Although slaves have been freed, many children are forcibly enrolled in schools to train as attendants (soldiers) to protect the wealthy families and cities. Jane McKeene is a student at one of these schools. Despite the fact that her mother is the wife of a plantation owner, McKeene is also the daughter of an unknown slave. Jane often relives fond memories from her home with her mother and Aunt Aggie. From the moment she was born, her aunt always protected her. 

At first, Jane was hidden from the recruiters that drafted students into combat schools. She was raised on a plantation in Haller County, Ky. Eventually she is caught and sent to Miss Preston’s School of Combat in Baltimore. Jane excels in combat, but often disobeys the rules at school. She leaves the grounds to lay down in the meadow and watch the sky, and goes out on the road to kill off Shamblers. 

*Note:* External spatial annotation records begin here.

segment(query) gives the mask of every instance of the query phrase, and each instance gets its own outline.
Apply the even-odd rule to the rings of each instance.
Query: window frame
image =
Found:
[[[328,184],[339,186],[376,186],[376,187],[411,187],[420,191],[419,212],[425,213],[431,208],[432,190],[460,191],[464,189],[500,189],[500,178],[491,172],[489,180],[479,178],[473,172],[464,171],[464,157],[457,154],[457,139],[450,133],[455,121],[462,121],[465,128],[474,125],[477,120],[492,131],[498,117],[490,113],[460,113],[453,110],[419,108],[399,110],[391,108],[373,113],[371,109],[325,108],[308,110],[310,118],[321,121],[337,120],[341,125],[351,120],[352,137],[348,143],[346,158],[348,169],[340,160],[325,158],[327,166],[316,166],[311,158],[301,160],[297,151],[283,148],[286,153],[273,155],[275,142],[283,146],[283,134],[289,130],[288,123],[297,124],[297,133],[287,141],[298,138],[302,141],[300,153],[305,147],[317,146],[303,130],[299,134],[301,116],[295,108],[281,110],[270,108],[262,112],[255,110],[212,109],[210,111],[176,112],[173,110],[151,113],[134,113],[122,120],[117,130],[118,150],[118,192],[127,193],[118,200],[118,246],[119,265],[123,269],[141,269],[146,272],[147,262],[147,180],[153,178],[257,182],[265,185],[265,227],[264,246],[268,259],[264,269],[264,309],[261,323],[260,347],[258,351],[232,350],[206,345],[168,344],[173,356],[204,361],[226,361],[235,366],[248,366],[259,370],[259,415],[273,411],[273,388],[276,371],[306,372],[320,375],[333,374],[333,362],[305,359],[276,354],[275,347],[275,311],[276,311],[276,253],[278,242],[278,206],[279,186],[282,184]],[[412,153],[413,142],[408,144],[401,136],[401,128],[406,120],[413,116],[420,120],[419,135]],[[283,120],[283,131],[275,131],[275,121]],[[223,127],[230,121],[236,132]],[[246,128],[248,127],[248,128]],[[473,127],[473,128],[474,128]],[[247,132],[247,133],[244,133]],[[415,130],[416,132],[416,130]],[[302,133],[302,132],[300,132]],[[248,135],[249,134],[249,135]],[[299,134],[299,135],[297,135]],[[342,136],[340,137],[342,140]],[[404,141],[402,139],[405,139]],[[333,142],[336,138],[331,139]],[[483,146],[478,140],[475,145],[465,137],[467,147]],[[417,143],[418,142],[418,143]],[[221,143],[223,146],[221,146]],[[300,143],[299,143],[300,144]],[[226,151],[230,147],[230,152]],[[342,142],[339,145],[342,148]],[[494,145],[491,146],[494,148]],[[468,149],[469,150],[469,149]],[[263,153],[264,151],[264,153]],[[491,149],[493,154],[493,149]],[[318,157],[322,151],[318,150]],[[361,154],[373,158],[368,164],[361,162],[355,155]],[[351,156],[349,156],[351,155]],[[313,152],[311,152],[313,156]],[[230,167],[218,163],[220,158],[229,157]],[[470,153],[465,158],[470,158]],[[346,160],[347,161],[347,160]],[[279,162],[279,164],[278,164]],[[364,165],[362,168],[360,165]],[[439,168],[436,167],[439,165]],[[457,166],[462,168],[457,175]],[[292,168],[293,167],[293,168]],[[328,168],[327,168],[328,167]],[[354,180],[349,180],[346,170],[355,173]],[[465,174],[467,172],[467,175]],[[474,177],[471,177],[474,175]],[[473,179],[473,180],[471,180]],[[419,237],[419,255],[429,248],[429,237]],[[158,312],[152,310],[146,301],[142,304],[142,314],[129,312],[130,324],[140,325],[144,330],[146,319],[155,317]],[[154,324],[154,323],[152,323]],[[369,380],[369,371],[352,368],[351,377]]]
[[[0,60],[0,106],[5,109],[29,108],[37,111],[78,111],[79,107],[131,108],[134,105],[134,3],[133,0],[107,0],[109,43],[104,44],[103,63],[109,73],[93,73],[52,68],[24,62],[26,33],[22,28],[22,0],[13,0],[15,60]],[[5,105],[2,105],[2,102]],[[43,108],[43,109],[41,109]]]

Ireland successfully integrates characters of different backgrounds into her tale. Katherine Deveraux is Jane’s rival at Miss Preston’s School. Deveraux is extremely fair, and is able to pass as white. In the beginning, Katherine and Jane are at odds with each other, but when they are both taken out of Baltimore, they must rely on each other to survive. While Jane and Katherine feel like genuine people, any side characters disappear, and seem like props on a stage.

In “Dread Nation,” the descendants of Africans are blamed for the rising dead, and it is even believed that African Americans are immune to a Shambler’s bite. Even if a person testifies they saw a black person being bitten, that person can be sold like livestock again. Even though the story is set in a very different historical context, there are similarities between this rampant disease that turns people into zombies, and the COVID-19 outbreak that plagues the world today. 

Other than the mere fact that they are both world altering diseases, the social effects of COVID-19 on the Asian American community can be compared to the way in which the African American community suffered in the book. Increased racism against those who logically have no culpability for the virus has been experienced by Asian Americans since COVID-19 emerged, and rumors spread about how they all carry the virus, despite the factual inaccuracy of such a statement. The theme of racial oppression is apparent in the story, and one of the ways that it manifests is how Jane must mask her ability and intelligence in order to avoid punishment.

Jane is a well-educated girl, but cannot read in public because it is illegal for African-Americans to read. There are relevant topics in this book regarding equality and race that readers should examine closely.

This book is an intriguing tale, which allows the reader to visit a distant past – albeit with some historical changes. Jane McKeene is a best friend anyone would want by their side when fighting zombies. “Dread Nation” is part of a duology. The second book, titled “Deathless Divide,” will surely serve as a compelling conclusion to the series, as “Dread Nation” will leave readers hungering for more.